The Technology That Could Be Tesla’s Biggest Threat

Hydrogen fuel cars competing against electric vehicles Looking into the future of the automotive industry is turning away from fossil fuels and focusing more on sustainable forms of fuel....

(Photo: Peter DaSilva for The New York Times)

Hydrogen fuel cars competing against electric vehicles

Looking into the future of the automotive industry is turning away from fossil fuels and focusing more on sustainable forms of fuel. The one auto brand known for looking into the future of the automotive industry is the luxury electric car company, Tesla, that is beating out their less sustainable competition but this could all change with the development of the hydrogen car.

Many think the fuel of the future is electric thanks to Tesla but hydrogen is proving to be a better sustainable fuel option. Water is one of the most abundant resources on Earth and offers a smaller carbon footprint for fuel and emissions.

Utilizing hydrogen as a fuel is a better option for the environment and the only byproduct is water, which is set to compete against battery-powered vehicles. Hydrogen fuel cell technology has long been researched and debated with the founder of Tesla, Elon Musk mocking the technology calling it “mind-bogglingly stupid” and “fool cells.”

It seems that Musk is mocking this technology to promote his battery-powered electric vehicles but other automakers are seeing the promise in this new development.

Battery electric vehicles (BEVs) are the electric vehicles that are more common including Teslas, using a battery to store electricity and power the electric motor. A hydrogen fuel cell electric vehicle (FCEV), like the Toyota Mirai, combines hydrogen with oxygen to produce electricity that powers the electric motor that drives the car.

People don’t want to buy electric cars like Tesla for a couple of reasons including taking too long to charge, having a limited range before needing to be recharged, and they have a much higher price than competition gas-powered vehicles. The hydrogen car can help to solve many of these issues to compete against other forms of fuel for cars.

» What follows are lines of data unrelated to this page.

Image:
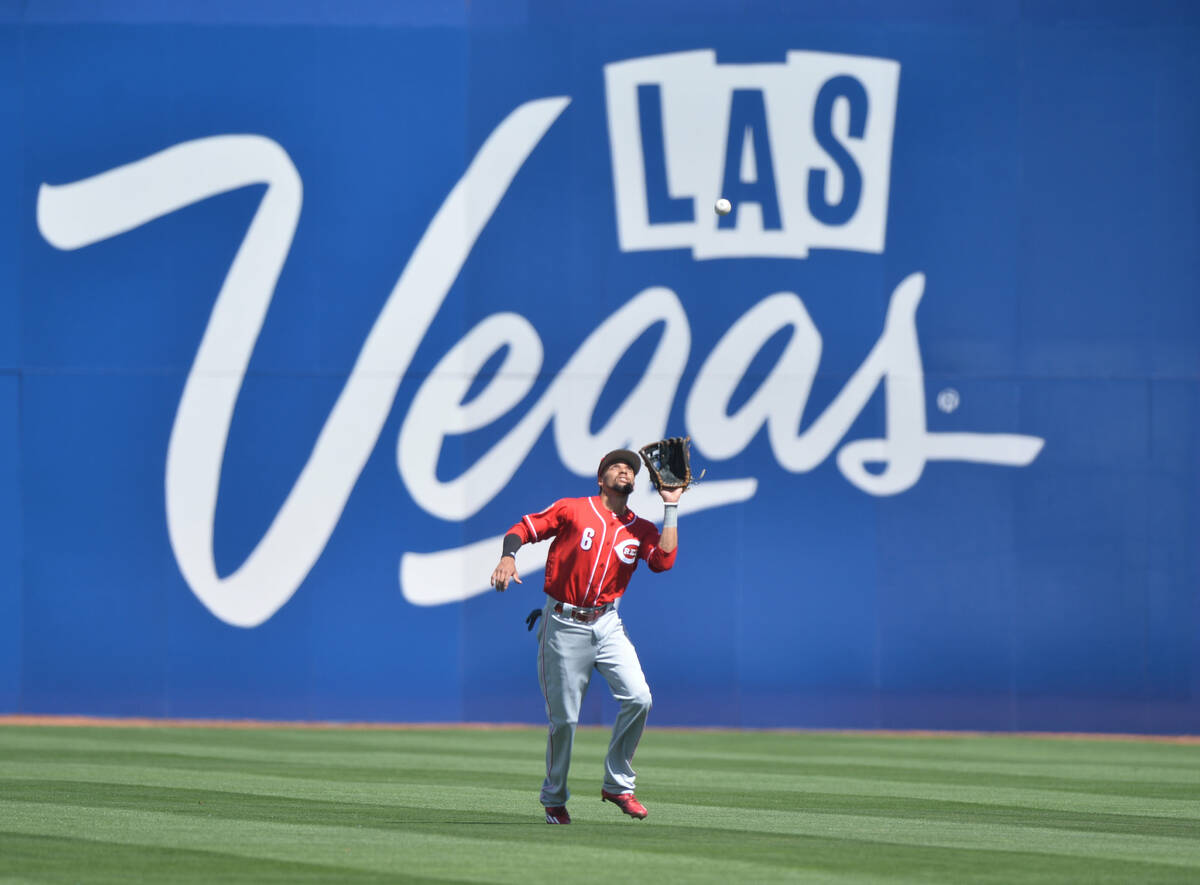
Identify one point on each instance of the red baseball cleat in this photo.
(557, 814)
(627, 802)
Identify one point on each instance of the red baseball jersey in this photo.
(594, 552)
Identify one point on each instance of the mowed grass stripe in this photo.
(475, 853)
(780, 824)
(912, 824)
(1111, 813)
(567, 854)
(310, 801)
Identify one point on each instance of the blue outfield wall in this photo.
(305, 303)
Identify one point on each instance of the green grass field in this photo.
(205, 805)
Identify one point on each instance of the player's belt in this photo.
(582, 614)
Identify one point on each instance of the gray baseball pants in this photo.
(568, 652)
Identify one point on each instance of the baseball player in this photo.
(598, 543)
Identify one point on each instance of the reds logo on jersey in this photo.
(627, 551)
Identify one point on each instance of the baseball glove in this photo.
(669, 462)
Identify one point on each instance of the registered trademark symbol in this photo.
(948, 399)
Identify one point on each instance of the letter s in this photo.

When charging a Tesla at a supercharging station, a Tesla can charge 30 to 50 percent within 15 minutes meaning you have to stay at a charging station for over an hour for a full charge. Cars with hydrogen fuel cells don’t require charging at all, working more like a gas-powered vehicle the hydrogen tank is refilled at a hydrogen station in less than 5 minutes.

(Photo: driving.co.uk)

FCEVs don’t store electricity like a battery, they create the electricity on demand to power the motor which also helps to increase the range compared to Tesla. The range for FCEVs on the market is much longer that can be seen in the models including the Toyota Mirai (312 miles), Honda Clarity (360 miles), and Hyundai Nexo (380 miles).

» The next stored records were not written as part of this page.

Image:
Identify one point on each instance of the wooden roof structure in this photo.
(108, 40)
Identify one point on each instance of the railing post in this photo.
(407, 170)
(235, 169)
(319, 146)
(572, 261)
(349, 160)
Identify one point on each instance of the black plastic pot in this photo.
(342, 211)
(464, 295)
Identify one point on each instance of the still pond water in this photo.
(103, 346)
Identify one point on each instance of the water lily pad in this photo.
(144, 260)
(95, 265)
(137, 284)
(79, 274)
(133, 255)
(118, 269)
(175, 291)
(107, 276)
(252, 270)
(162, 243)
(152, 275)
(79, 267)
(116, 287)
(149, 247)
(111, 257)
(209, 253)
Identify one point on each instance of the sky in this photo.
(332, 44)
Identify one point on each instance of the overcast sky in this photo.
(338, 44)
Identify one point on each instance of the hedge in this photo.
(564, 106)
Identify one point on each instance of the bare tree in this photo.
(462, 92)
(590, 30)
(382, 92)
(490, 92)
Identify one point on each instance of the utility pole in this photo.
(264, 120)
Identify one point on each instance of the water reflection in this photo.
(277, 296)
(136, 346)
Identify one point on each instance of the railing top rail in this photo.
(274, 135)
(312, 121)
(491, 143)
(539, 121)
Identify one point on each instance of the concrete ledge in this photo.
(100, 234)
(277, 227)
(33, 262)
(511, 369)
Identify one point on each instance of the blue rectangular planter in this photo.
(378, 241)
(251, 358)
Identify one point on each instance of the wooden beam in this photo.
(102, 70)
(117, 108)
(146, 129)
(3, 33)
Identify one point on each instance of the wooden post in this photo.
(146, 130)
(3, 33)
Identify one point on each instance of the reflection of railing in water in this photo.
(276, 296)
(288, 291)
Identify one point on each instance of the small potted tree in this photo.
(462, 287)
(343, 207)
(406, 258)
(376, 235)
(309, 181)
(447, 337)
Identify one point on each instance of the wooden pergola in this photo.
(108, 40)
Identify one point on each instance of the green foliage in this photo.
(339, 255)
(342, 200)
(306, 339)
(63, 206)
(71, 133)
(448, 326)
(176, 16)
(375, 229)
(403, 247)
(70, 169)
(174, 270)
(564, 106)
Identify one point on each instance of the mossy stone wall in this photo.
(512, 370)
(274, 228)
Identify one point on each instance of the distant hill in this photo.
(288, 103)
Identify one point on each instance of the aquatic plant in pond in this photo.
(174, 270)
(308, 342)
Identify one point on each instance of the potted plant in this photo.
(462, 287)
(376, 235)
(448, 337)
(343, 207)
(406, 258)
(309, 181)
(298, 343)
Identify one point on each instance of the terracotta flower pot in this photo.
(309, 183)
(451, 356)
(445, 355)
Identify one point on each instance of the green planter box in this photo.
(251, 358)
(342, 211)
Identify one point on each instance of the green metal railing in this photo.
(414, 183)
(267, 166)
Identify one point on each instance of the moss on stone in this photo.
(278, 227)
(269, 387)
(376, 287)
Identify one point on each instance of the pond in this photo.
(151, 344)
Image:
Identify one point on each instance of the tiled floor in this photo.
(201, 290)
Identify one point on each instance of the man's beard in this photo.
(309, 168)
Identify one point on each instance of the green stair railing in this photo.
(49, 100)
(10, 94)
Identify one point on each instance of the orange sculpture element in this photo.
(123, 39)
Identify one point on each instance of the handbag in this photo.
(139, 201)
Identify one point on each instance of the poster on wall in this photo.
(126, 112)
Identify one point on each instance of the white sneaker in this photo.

Most BEVs have ranges limited to below 250 miles including the Chevy Bolt (259 miles), Kia Niro EV (239 miles), and Nissan Leaf (226 miles). Tesla models have the longest range of all BEVs with the Tesla Model S (373 miles) and Model 3 (322 miles) but often are too high in price for average car buyers.

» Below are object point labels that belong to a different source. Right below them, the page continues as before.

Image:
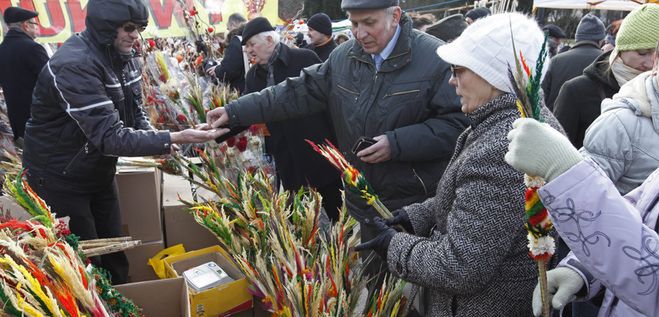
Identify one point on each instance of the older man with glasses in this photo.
(21, 60)
(87, 111)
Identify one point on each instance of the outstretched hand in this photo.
(196, 135)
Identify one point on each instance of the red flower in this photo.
(231, 141)
(242, 144)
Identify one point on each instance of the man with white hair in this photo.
(386, 84)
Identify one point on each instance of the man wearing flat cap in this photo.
(320, 34)
(296, 162)
(21, 60)
(387, 84)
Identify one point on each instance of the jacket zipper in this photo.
(85, 149)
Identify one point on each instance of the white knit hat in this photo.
(486, 48)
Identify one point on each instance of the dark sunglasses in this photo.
(130, 28)
(455, 69)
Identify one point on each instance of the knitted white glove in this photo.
(563, 284)
(536, 149)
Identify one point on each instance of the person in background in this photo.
(231, 69)
(341, 38)
(556, 35)
(565, 66)
(624, 139)
(476, 13)
(320, 34)
(613, 238)
(296, 162)
(387, 85)
(578, 103)
(86, 112)
(610, 39)
(448, 28)
(467, 246)
(21, 60)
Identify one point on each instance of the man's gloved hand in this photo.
(400, 218)
(563, 284)
(538, 150)
(379, 244)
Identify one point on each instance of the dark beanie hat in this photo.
(16, 14)
(321, 23)
(448, 28)
(367, 4)
(554, 30)
(256, 26)
(478, 13)
(590, 28)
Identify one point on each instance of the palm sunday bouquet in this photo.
(42, 269)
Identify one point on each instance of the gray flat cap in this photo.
(367, 4)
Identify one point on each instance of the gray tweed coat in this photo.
(469, 252)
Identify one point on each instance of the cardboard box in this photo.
(171, 300)
(226, 299)
(139, 199)
(180, 226)
(138, 258)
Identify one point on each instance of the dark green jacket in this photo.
(409, 100)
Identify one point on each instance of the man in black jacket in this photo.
(320, 34)
(297, 164)
(565, 66)
(231, 69)
(86, 111)
(21, 60)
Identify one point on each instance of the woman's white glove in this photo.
(563, 284)
(536, 149)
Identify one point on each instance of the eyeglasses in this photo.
(130, 28)
(455, 69)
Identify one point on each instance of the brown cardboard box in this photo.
(180, 226)
(139, 199)
(225, 299)
(161, 298)
(138, 258)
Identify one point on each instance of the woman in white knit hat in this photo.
(468, 247)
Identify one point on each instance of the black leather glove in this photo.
(400, 218)
(379, 244)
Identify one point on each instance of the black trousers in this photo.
(92, 215)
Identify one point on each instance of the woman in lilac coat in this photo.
(613, 238)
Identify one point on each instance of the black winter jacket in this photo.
(297, 164)
(566, 66)
(409, 100)
(579, 100)
(21, 60)
(87, 110)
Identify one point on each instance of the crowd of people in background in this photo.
(446, 148)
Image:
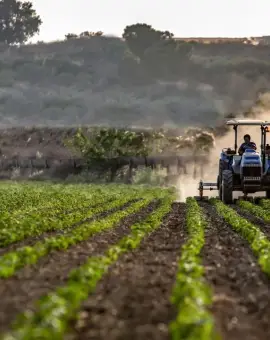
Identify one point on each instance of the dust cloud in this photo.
(187, 185)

FCEVs need more competitive pricing with the average cost of hydrogen fuel cell model of $60,000 and is around $20,000 more than entry-level BEV models. The reason for the high price is that production quantities are incredibly low with only a few thousand or hundred units made every year but automakers are looking to increase the production FCEV models.

Toyota has increased its production capability tenfold in the goal of being able to put more FCEVs on the market at a more competitive price. One of the biggest challenges with utilizing hydrogen fuel cells in vehicles is the lack of infrastructure with a majority of hydrogen fuel stations located in California with 44 hydrogen stations compared to over 1,600 Tesla charging stations.

(Photo: Toyota)

The automotive industry is looking to create more hydrogen stations to be able to support more people driving FCEVs and is slowly making progress to provide more fuel stations. Experts in the automotive industry are working with fuel suppliers and state regulators to make fuel stations that can offer all fuels in one location to better supply drivers.

With the growing popularity of FCEVs, Tesla will have to make a couple of changes to compete against this new technology by decreasing recharge time and price. The problem with increasing the range of a BEV is that the automakers would have to house a bigger battery to store more power. According to the law of diminishing return, adding more weight to the car after a certain point the added weight no longer yields additional range to compensate for the weight.